Summer is here and countless high school and college students are looking for ways to make it productive. Many students are asking, “What can I do this summer that will be impressive on my college application?” or “How can I gain real-world experience?”
If you can afford to spend some 9 to 5 hours investing in something unpaid, job shadowing can be a great way to create an experience that will supercharge your college application or resume.
What Is Job Shadowing?
Job shadowing is on-the-job learning. Students “shadow” a professional in their intended field of study, or a career they wish to explore further. It’s a great way to get hands-on experience in your industry of interest.
Not only will job shadowing create a worthwhile summer, but it also looks amazing on college applications. It shows colleges that you are not just saying you want to be an architect or doctor or engineer, but that you took the initiative to explore this interest further. If you’re already in college, potential employers will be impressed with your ambition and resourcefulness.
Tap Into Your Network
Many students and parents wrongly believe that job shadowing is difficult to come by. Many times, students approach this the wrong way. The best opportunities will not be found on Indeed or a job board; they are created.

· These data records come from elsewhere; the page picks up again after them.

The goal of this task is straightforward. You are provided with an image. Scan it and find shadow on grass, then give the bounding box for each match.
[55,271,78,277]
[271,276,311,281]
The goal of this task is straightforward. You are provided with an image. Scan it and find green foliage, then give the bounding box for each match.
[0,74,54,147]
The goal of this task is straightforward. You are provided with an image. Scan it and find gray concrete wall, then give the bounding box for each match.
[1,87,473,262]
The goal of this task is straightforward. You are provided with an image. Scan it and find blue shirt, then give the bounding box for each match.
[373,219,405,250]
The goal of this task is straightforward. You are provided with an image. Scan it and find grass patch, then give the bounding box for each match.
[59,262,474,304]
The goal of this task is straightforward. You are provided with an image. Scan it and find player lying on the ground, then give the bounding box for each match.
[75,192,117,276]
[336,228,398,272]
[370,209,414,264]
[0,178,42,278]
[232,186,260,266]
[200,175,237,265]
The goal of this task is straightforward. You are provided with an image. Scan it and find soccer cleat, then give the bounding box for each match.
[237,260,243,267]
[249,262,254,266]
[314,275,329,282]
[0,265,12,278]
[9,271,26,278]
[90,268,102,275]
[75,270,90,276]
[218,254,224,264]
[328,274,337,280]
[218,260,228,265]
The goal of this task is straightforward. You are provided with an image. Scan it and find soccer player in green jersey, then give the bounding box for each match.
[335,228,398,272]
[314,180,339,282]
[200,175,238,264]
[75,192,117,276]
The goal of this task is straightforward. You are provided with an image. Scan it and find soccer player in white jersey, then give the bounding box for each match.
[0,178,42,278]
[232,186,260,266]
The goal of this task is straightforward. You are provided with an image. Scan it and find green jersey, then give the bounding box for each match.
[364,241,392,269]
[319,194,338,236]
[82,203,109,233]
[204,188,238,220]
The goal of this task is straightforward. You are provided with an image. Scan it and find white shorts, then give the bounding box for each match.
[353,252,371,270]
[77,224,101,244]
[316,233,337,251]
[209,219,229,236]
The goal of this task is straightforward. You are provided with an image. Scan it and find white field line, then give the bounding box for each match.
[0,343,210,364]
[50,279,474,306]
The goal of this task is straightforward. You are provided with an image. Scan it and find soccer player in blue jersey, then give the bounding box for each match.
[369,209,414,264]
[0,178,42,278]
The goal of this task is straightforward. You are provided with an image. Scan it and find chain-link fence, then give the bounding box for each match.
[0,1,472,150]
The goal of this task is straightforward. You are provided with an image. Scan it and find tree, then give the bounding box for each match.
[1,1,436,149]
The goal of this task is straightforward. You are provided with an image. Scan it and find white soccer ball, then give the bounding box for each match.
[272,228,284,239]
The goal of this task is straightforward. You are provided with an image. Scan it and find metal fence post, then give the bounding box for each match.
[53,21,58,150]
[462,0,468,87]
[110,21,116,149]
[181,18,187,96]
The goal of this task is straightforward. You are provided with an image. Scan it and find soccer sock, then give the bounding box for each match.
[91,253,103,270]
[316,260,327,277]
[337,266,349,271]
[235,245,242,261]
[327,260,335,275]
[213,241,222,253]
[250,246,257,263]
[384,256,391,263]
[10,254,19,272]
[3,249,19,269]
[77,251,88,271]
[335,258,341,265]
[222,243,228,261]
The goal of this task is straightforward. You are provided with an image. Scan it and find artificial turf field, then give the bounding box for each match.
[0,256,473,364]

Imagine you aspire to be a physician, for example. Contact your family doctor or pediatrician. Explain to her that you are an eager student who aims to one day be a doctor, and that you’d like to spend some time learning from her experience.
Emphasize that job shadowing won’t be a one-way street. Describe the value you intend to add to her practice. For instance, many high school and college students are strong at social media. Value could be added to a private practice through social media marketing or by training a current employee how to use various social media channels. Another idea is to help improve the patient experience. Conduct patient surveys and create detailed action plans based on the results. Remember, job shadowing should be mutually beneficial.

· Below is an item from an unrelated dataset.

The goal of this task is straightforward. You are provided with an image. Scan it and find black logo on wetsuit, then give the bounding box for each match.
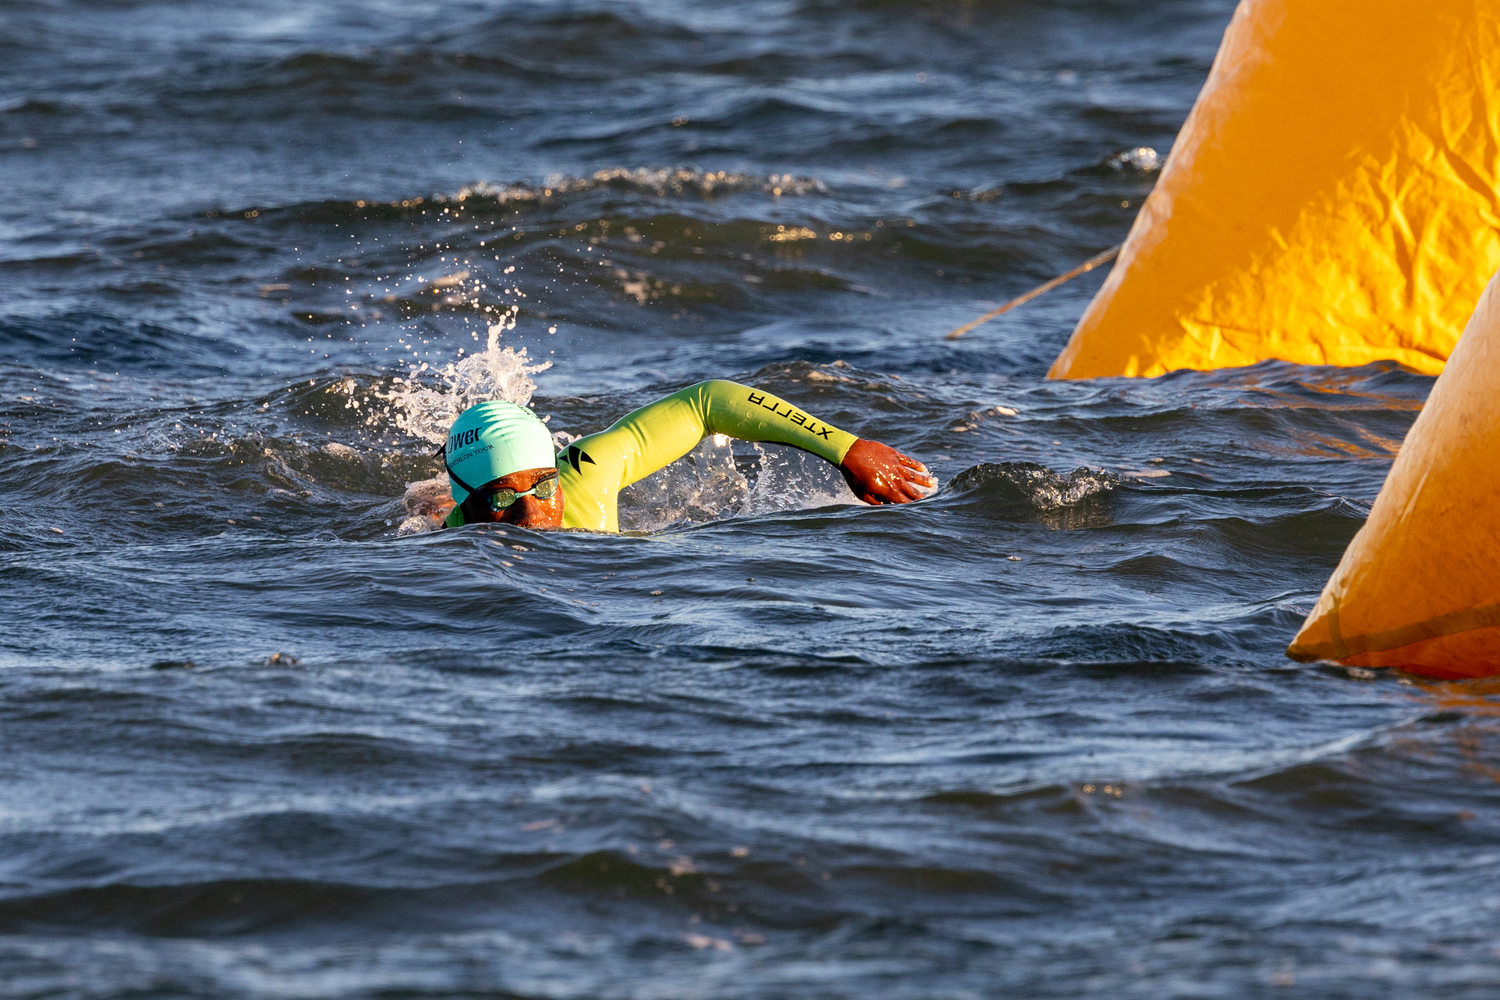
[563,444,596,473]
[747,392,834,439]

In any case, start with the people you know, such as family friends, neighbors, and work contacts. You would be surprised how resourceful your inner circle is and just how far a referral goes.
The Missing Link
When approaching job-shadowing opportunities outside your personal network, LinkedIn is key. Think of LinkedIn as an online portfolio. Instead of emailing a boring resume, include your LinkedIn profile.
A LinkedIn page is more personal than a resume. View it as making your one-page resume come to life and highlighting who you are as an individual. Do you play the piano? Why not post a video of one of your performances? Are you a soccer player? Post a video of your winning goal. Take your time and make your LinkedIn page personal, and highlight your goals, accomplishments, and why a university or employer would be happy to have you.

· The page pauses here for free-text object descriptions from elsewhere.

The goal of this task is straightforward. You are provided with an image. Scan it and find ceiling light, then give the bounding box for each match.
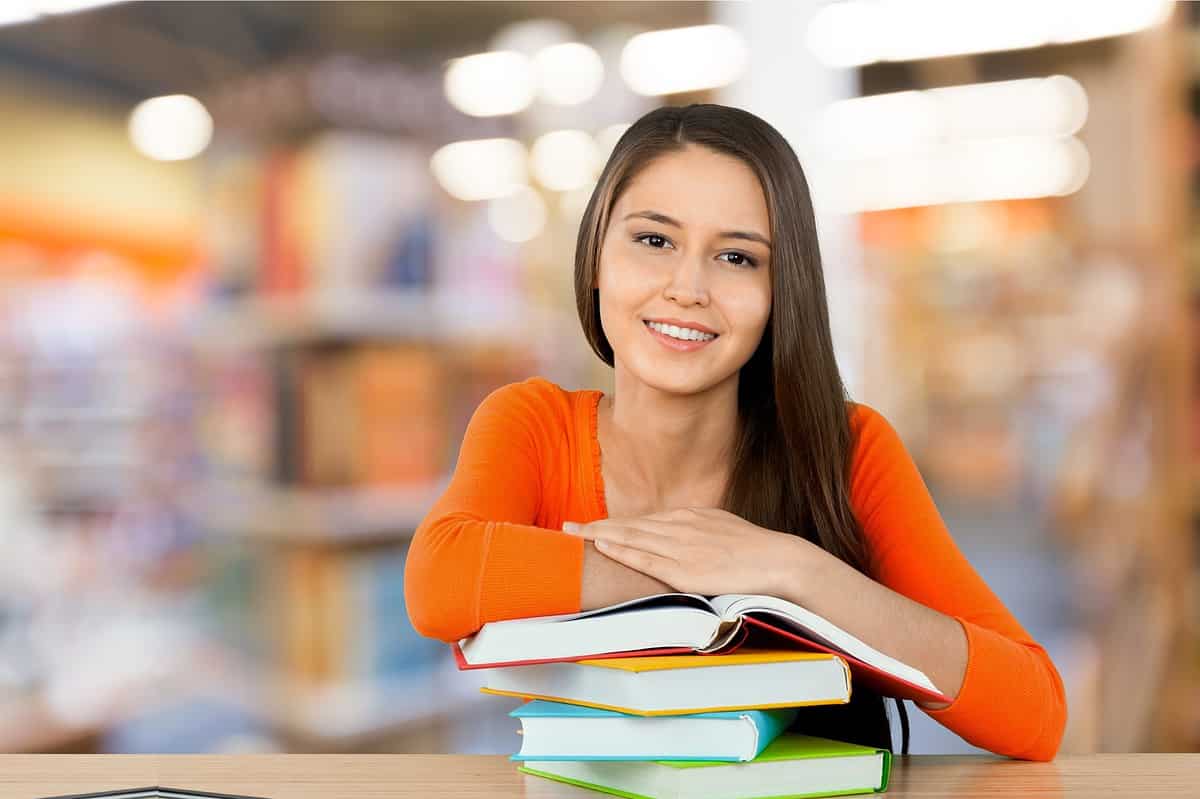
[620,25,747,96]
[443,51,536,117]
[430,138,528,201]
[128,94,213,161]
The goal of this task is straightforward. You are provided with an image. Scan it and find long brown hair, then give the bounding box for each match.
[573,103,909,754]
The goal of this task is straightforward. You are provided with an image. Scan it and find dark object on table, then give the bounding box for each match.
[36,788,271,799]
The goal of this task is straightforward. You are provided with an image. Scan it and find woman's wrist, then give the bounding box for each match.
[581,541,673,610]
[766,533,818,603]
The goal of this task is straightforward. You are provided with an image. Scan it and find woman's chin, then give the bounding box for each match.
[628,366,733,398]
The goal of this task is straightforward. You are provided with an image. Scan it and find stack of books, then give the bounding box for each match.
[453,592,951,799]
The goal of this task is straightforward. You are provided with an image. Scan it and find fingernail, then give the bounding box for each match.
[595,539,609,550]
[562,521,580,533]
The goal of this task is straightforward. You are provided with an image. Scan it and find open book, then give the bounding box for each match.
[453,592,950,704]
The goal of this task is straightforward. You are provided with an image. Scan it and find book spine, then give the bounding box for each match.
[746,708,800,760]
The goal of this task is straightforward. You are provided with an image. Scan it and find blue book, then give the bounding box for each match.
[509,700,798,762]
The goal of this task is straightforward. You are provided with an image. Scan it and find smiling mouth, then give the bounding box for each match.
[642,319,720,343]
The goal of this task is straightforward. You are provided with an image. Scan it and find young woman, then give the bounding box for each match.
[404,103,1066,761]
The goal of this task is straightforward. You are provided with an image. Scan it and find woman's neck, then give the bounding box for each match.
[598,378,738,510]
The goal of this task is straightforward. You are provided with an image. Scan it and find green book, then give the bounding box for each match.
[517,733,891,799]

Creating a LinkedIn page is a task that needs to be nurtured — a constant work-in-progress — and summer is a great time for students to build up their profile. Make connections, get endorsements, and ask for recommendations. This way, when you approach job-shadowing or internship opportunities, the employer can learn more about you and your leadership skills through your LinkedIn profile.
Once you obtain that coveted job-shadowing opportunity, stay in touch with colleagues through LinkedIn. Nurture those relationships. One opportunity often leads to the next.
Perseverance is key when seeking a job-shadowing opportunity. If the first person you contact tells you no, keep calling other prospects. Hands-on learning experiences are out there for ambitious students, but it often takes diligence and persistence to obtain them.